To check that a pack result is valid and that receipts (if present) verify:
labtrust verify-bundle --bundle <out>/receipts/<task>Smoke tests (tests/test_official_pack_smoke.py) run the pack with LABTRUST_OFFICIAL_PACK_SMOKE=1 (or LABTRUST_PAPER_SMOKE=1), assert required folders exist, and run verify-bundle where applicable.

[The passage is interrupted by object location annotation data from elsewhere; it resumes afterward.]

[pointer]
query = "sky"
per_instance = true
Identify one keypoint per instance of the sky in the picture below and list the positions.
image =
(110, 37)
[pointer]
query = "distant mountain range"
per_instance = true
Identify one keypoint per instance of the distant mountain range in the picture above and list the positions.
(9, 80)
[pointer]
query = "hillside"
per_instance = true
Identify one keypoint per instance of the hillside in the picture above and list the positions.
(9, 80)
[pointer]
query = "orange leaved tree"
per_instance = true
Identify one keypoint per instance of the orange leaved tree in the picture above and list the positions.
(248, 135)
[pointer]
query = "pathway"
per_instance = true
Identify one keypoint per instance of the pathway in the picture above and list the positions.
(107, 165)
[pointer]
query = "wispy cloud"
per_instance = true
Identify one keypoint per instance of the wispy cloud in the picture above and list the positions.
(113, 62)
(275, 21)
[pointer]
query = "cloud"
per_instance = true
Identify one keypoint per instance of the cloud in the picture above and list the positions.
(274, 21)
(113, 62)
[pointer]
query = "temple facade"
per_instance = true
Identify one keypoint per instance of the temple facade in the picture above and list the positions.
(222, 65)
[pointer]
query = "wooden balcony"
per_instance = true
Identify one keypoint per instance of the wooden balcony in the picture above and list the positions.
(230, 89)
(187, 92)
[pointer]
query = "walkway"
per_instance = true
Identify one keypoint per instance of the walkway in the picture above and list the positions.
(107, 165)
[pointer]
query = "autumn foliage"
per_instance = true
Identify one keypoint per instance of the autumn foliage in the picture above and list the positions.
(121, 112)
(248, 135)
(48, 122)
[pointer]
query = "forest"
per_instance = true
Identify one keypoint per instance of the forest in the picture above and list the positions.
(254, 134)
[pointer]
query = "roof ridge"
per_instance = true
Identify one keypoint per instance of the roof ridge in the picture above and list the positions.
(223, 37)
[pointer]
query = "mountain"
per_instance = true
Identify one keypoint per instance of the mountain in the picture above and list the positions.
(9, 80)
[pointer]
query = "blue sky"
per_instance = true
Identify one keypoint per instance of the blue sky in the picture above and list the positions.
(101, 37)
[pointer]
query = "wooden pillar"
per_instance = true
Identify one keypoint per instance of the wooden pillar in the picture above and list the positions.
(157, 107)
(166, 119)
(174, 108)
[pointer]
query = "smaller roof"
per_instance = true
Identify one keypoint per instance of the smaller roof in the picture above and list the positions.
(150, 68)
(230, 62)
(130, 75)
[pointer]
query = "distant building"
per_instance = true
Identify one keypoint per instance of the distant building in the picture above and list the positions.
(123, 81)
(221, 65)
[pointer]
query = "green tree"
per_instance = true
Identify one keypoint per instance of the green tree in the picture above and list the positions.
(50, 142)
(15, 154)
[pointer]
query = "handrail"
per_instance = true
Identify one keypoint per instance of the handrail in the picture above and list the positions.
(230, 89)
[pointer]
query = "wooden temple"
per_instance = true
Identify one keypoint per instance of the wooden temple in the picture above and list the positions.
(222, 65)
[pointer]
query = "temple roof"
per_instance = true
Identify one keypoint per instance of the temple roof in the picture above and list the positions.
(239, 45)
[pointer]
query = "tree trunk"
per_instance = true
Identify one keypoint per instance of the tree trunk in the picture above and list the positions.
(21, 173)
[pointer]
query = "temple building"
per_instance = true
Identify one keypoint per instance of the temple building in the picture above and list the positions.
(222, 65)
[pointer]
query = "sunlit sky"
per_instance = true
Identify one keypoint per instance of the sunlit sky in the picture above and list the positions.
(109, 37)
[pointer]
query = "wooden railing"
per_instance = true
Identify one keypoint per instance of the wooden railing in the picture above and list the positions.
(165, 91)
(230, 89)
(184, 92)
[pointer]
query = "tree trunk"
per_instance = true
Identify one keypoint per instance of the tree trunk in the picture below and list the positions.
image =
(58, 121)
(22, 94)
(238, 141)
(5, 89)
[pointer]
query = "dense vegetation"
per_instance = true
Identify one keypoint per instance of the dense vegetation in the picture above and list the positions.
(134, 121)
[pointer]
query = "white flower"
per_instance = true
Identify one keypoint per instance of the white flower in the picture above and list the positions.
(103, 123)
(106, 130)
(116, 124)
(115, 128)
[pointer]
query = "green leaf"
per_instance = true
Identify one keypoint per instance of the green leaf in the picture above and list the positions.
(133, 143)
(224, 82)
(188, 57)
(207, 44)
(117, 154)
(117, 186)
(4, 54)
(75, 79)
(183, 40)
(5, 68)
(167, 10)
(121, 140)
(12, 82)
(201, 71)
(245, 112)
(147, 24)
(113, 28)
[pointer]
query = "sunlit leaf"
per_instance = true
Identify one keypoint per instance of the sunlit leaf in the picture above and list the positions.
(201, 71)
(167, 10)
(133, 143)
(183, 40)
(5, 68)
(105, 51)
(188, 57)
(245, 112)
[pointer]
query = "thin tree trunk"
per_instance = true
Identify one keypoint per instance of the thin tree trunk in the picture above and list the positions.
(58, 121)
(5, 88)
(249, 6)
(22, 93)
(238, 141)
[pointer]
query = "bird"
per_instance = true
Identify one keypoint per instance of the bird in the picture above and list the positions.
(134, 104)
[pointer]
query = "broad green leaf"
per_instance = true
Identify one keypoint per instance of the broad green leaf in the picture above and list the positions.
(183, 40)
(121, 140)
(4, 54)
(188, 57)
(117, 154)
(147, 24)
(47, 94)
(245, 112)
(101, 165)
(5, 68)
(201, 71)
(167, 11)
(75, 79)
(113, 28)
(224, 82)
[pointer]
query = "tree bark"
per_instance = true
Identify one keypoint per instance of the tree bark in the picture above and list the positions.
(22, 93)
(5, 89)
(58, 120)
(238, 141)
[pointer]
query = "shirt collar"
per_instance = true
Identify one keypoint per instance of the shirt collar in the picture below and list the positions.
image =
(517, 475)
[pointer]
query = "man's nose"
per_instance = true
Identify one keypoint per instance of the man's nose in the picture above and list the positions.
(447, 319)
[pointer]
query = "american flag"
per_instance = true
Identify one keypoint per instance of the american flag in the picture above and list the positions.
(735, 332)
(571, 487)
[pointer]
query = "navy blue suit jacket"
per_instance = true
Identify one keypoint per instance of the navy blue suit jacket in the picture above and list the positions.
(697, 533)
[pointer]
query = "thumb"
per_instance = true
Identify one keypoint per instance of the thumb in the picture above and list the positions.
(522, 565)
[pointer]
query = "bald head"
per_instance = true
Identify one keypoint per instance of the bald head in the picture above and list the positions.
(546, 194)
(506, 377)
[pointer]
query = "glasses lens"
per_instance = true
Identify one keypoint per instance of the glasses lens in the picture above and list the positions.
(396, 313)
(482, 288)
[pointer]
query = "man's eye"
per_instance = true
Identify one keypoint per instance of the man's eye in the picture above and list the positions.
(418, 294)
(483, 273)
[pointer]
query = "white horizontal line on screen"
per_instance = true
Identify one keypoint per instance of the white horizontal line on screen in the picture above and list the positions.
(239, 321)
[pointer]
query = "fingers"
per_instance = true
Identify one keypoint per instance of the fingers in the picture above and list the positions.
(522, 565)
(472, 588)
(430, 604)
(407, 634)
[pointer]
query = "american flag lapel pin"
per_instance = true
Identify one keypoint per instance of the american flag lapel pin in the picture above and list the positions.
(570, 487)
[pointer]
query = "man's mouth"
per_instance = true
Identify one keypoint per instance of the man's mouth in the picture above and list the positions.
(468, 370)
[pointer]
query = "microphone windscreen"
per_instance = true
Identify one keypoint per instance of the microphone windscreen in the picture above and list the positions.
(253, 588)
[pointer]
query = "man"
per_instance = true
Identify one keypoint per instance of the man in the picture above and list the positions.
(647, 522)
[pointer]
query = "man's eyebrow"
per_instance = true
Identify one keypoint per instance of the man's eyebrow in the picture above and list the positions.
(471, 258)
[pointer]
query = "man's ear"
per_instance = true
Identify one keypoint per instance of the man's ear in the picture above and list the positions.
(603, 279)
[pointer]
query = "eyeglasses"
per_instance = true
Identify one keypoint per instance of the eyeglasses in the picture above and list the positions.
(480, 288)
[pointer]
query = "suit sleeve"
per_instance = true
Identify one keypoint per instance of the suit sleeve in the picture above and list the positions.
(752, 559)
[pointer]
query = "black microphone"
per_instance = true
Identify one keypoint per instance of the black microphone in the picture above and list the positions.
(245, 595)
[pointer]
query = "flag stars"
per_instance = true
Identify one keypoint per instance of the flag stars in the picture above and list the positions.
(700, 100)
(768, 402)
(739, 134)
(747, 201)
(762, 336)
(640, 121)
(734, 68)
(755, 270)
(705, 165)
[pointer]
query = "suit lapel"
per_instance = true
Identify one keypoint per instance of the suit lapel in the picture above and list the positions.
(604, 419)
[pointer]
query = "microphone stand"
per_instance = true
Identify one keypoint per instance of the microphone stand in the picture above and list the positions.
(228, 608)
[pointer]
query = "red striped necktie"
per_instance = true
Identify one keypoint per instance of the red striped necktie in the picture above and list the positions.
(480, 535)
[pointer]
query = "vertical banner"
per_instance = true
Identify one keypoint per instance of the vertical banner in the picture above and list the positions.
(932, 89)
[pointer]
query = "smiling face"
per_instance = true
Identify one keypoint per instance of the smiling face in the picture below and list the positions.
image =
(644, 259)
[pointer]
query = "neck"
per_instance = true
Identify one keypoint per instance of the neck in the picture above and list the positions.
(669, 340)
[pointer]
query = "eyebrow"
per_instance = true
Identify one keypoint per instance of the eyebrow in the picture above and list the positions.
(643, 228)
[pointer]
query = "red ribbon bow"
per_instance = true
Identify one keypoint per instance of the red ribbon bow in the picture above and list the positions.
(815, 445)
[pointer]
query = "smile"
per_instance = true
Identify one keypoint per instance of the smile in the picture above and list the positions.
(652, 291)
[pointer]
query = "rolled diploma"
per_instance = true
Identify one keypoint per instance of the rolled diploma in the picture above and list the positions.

The paper_v0.1 profile of labtrust package-release references the official pack policy and includes a pack summary table (e.g. in RELEASE_NOTES or PACK_SUMMARY) so that the paper artifact documents the same benchmark pack definition.
Existing CLI commands (run-benchmark, generate-official-baselines, run-security-suite, safety-case, transparency-log, package-release) are unchanged. run-official-pack composes them into one folder for the community to replicate.